[twilight-devel] data file location
Joseph Carter
knghtbrd at efn.org
Mon Feb 10 12:47:39 EST 2003
On Sun, Feb 09, 2003 at 03:13:51AM -0800, Forest 'LordHavoc' Hale wrote:
> My thoughts on the matter:
> Win32 - Use the working directory (all games I play do this, everyone
> knows their shortcuts have to be right, and everyone places executables
> in the game directory, so the shortcuts are by default created
> correctly, it's up to the user to mess them up manually, I've never
> known anyone to complain about this fact, it's the standard behavior of
> almost every windows application and game in existence), and preferably
> post an error window saying it can't find the quake data instead of the
> vague 'gfx.wad' one.
While this will work in win32, it is different from Linux where the
working directory is NEVER going to be suitable. The goal was to make
them do the same thing so that we don't need:
Setting up Twilight
-------------------
For Windows
-----------
1.
2.
3.
4.
For Linux
---------
1.
2.
3.
4.
5.
6.
7.
8.
9.
10.
11.
12.
13.
14.
15.
For MacOS X
-----------
1.
2.
3.
4.
5.
6.
I do not buy that Linux must be inherently more complex just because. And
in case the user's shortcut is screwy, it is still necessary for the thing
to work sanely. Again, I propose a cascade of tests beginning with an
environment variable and ending with asking the OS where the data files
should be. I do not have the pseudocode in front of me now, but I can
provide it upon request.
> Linux - Create a ~/.twilightconf or whatever. If we can't find gfx.wad,
> check if the current directory works, if not ask the user where the data
> files are, store that path into the config if it is verified as working,
> if this ever stops working, it will ask again.
Again, totally ignores reality.
1. We have such a file already - 50/50 split between users who get it and
users who don't.
2. Currently we provide binaries only for win32. It's clear that we need
to provide them for other systems. What's clear to me is that when we
give instructions for the installation of these binary packages, they
need to be laid out exactly the same. That means name of config files,
name of binaries, etc. Currently Linux and Win32 are treated totally
differently.
3. The need to put all of Twilight in one place. Darkplaces is done this
way currently, though would no longer be the moment autoconf were done.
We are not an OS vendor and we are not a typical local build.
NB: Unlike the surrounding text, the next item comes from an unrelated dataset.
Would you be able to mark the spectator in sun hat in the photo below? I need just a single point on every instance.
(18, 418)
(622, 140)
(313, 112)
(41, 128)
We are a
third-party platform-insepecific package. The canonical place to put
such a package in UNIX varies by platform, but the cardinal rule is
that you put it in one place and point binary symlinks in to it.
Debian would whine about this, so we have to allow them to do it
wrongly. ;)
4. My proposal creates for the first time a solution that works the same
way on EVERY platform, without really defying any standard conventions
on any platform
Interactively asking about config files would kinda suck for the server,
which as soon as practical we have something to control it with reliably,
will detach itself from the console like any standard daemon should. In
Win32, it will need to locate itself in the tray and be able to call up
the control interface, but that's platform-specific. MacOS X should do
something similar, though that's less critical on a UNIX-based Mac. ;)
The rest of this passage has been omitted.